Viterbo – “Giocherai per sempre con noi”, i ragazzi della Volley Life salutano Artem alla presenza della famiglia.
È nella palestra dove si allenava e dove diceva di sentirsi felice che la Volley Life ha scelto di ricordare Artem Shyliuk. I compagni dell’Under 15 della Volley Life Viterbo si sono ritrovati per salutare il 13enne morto dopo essere precipitato dalla finestra della sua abitazione in via Palmanova.
I ragazzi, tutti in tuta, si sono disposti uno accanto all’altro sugli spalti. Un momento composto, segnato dal silenzio, dagli abbracci e dai ricordi condivisi. Nella palestra è stato srotolato uno striscione bianco con un messaggio semplice e diretto: “Giocherai per sempre con noi. Il tuo ricordo vive nei nostri cuori. Ciao Artem…”
Viterbo – “Giocherai per sempre con noi”, Volley Life saluta Artem
Un gesto nato dai compagni di squadra, nel luogo che più di ogni altro racconta il legame costruito con Artem, che amava la pallavolo e lo ripeteva spesso: “La pallavolo mi diverte”.
Alla commemorazione è seguito anche un messaggio pubblico della società, diffuso sui social e accompagnato dal commento sobrio e commovente della madre del ragazzo, affidato a una sola parola: “Grazie”.
Shyliuk Artem
La Volley Life Viterbo ha poi postato un messaggio sui social.
“In memoria di Artem Shyliuk. I ragazzi dell’Under 15 insieme, uniti nel ricordo di un compagno che resterà per sempre parte della nostra famiglia”, ha scritto la società.
E poi: “Desideriamo ringraziare di cuore tutte le persone che hanno preso parte a questo momento di commemorazione: gli atleti della Volley Life Viterbo, le loro famiglie, tutto lo staff e chi ha voluto essere presente per ricordare Artem.
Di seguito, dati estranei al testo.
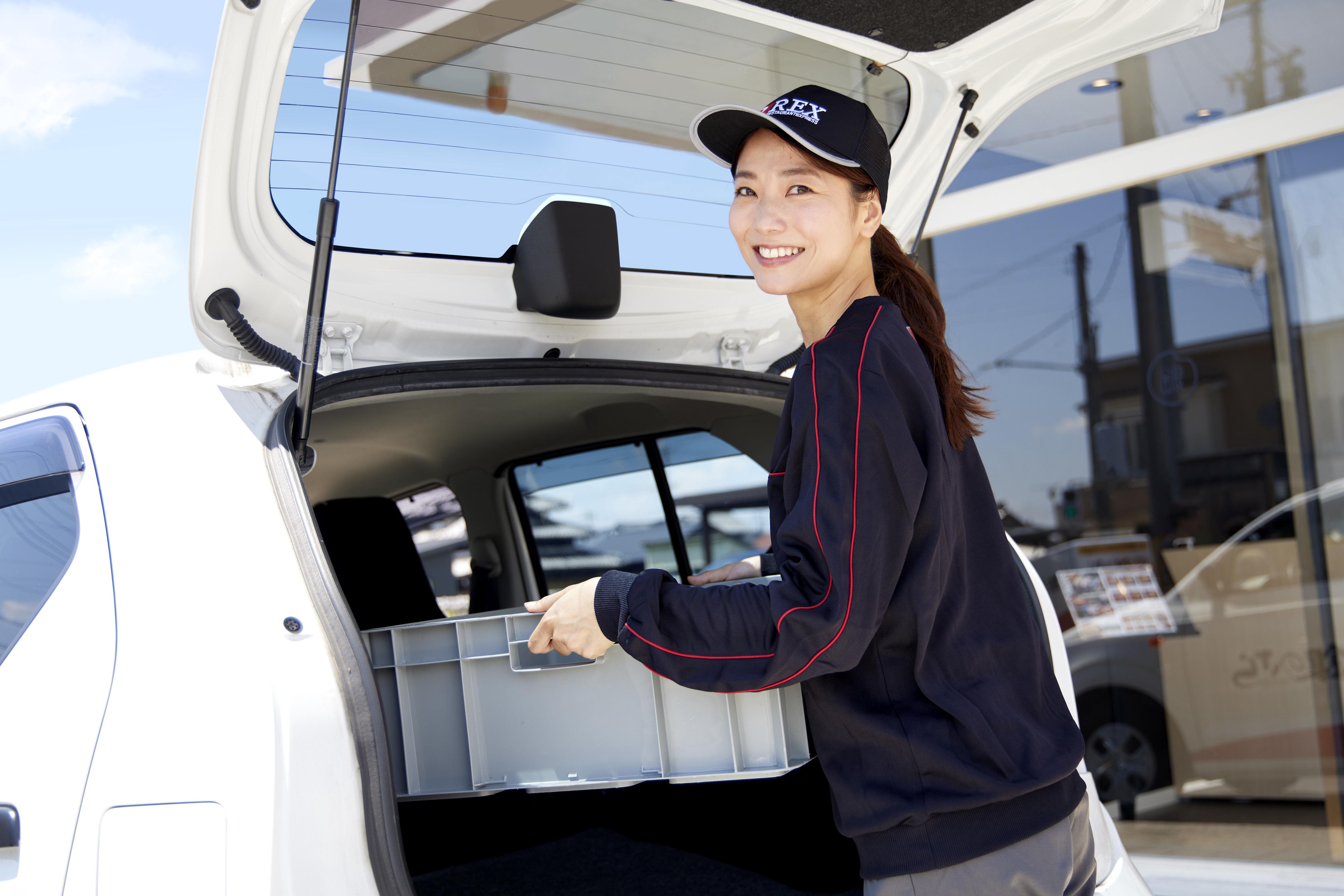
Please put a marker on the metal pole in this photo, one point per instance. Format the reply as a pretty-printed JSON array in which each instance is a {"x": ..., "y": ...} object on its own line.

Un pensiero speciale e sincero va alla sua famiglia, che ci ha onorato della propria presenza e ha condiviso con noi questo momento di ricordo. La vostra vicinanza ha significato per noi più di quanto le parole possano esprimere. Artem vive nel ricordo, nell’affetto e nei legami che ha saputo creare. Sempre con noi. Mai dimenticato”.
Un addio senza clamore, nel silenzio della palestra, per tenere viva la memoria di Artem.